The Federal Reserve’s interest rate decisions have become make-or-break moments for crypto markets. Since 2022, when the Fed started aggressively hiking rates to combat runaway inflation, digital assets have mirrored the volatility in traditional markets.
Santiment’s latest analysis suggests this correlation isn’t fading soon; if anything, it is becoming the new normal.
Interest Rates and Market Reactions
According to the analytics platform, each Federal Open Market Committee (FOMC) meeting tends to generate huge market reactions. In 2022, when rates climbed from near-zero to 4.50% by December, both crypto and equity markets experienced notable declines, with inflation peaking at 9.1%.
Santiment’s data suggest that traders often act preemptively, leading to heightened volatility in the days leading to an FOMC announcement. The platform analyzed several instances of FOMC decisions and Bitcoin’s corresponding price movements, revealing a recurring pattern: the asset’s price tended to react sharply to actual rate decisions as well as the prevailing macroeconomic sentiment.

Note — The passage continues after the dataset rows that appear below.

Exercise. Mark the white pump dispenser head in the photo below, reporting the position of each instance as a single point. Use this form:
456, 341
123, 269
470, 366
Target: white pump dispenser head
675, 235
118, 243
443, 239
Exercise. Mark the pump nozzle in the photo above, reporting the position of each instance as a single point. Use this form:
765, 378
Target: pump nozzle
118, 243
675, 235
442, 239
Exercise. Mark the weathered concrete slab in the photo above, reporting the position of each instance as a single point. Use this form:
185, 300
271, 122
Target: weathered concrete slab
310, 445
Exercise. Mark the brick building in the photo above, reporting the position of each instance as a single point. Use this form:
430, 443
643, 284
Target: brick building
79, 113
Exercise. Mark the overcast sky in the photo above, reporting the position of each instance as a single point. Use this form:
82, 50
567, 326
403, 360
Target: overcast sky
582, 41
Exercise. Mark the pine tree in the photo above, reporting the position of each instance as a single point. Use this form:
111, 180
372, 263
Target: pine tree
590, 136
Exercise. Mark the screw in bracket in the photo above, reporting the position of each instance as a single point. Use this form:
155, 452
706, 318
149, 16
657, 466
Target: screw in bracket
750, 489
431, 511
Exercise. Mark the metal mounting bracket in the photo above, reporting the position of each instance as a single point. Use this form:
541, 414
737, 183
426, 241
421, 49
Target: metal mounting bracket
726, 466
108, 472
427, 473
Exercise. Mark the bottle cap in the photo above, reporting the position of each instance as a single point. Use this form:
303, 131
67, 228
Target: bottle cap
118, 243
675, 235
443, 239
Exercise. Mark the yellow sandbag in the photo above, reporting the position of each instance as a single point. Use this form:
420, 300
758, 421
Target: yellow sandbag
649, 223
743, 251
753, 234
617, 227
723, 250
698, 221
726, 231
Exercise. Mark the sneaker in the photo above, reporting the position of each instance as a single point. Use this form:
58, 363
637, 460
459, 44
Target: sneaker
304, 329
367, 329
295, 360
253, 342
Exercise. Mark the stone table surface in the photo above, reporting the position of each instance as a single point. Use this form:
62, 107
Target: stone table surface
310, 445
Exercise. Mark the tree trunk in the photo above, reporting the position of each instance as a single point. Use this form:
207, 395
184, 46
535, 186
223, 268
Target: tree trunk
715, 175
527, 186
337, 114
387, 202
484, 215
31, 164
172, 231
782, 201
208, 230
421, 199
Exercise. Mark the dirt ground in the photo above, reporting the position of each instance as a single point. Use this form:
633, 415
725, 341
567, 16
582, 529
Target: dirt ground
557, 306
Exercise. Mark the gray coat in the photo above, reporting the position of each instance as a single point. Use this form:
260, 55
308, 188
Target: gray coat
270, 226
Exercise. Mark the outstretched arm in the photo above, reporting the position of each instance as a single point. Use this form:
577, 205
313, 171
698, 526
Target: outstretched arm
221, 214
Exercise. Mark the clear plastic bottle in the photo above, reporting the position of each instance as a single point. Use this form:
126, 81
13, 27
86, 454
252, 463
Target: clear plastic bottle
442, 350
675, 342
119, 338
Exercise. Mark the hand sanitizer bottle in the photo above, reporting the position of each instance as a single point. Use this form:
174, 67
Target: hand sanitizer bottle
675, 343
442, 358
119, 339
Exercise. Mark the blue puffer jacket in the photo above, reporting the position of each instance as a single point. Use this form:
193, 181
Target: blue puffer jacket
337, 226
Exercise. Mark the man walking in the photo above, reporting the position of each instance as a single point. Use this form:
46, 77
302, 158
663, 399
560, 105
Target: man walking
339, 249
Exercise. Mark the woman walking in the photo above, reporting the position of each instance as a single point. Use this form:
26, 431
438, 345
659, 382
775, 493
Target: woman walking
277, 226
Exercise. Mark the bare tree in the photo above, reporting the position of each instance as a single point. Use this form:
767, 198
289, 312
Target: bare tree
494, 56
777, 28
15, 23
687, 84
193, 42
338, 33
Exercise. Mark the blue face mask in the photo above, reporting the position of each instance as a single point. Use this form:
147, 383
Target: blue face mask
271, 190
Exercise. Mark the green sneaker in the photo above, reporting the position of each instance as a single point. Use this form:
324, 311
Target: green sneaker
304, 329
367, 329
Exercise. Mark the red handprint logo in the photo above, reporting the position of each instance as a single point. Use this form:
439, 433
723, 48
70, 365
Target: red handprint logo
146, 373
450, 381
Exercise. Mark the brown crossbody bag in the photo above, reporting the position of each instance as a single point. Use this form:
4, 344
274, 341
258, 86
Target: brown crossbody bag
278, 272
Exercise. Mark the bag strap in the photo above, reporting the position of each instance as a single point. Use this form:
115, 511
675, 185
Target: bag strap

In March 2022, after the Fed raised rates for the first time since 2018, BTC’s price dropped 5% within a week. The fall was an even more drastic 18% in June, following a 75 basis point (bps) hike. However, in September, the broader crypto market enjoyed a brief 6% uptick after the Fed announced another 75 bps hike. The rally was fueled mainly by speculative trading and declined soon after.
March 2023’s rate increase elicited a different response from Bitcoin, with the cryptocurrency surging 12% over two weeks as investors anticipated a slowdown in future hikes. This was seen in December of that year, when a 25 bps rate cut triggered a 15% rise in the value of BTC, as market participants viewed the decision as a pivot towards easing.
Nonetheless, the coin dipped 8% after the second FOMC meeting of 2024 which held rates steady at 5.25% to 5.50%. Conversely, a rate cut in September saw its price rise by 10% within 10 days.
Market Sentiment and Macro Impact
More recently, the Fed’s decision to maintain rates at 4.25% to 4.50% after its latest meeting saw BTC experience minor fluctuations, dipping below $84,000 before stabilizing. According to experts, this resilience resulted from prior anticipation of the Federal Reserve’s decision, meaning it came as no surprise.
On-chain data also revealed an increase in whale activity, with large wallets accumulating more than 200,000 BTC the month before the announcement. Additionally, traders are speculating on potential cuts in the second half of 2025, which they expect to reinvigorate crypto’s momentum.
Ultimately, despite some analysts downplaying it, the market’s sensitivity to interest rates suggests a lasting correlation between crypto and mainstream finance. Some believe crypto could eventually decouple from macroeconomic trends, but Santiment’s findings indicate that investors still respond strongly to traditional monetary policies.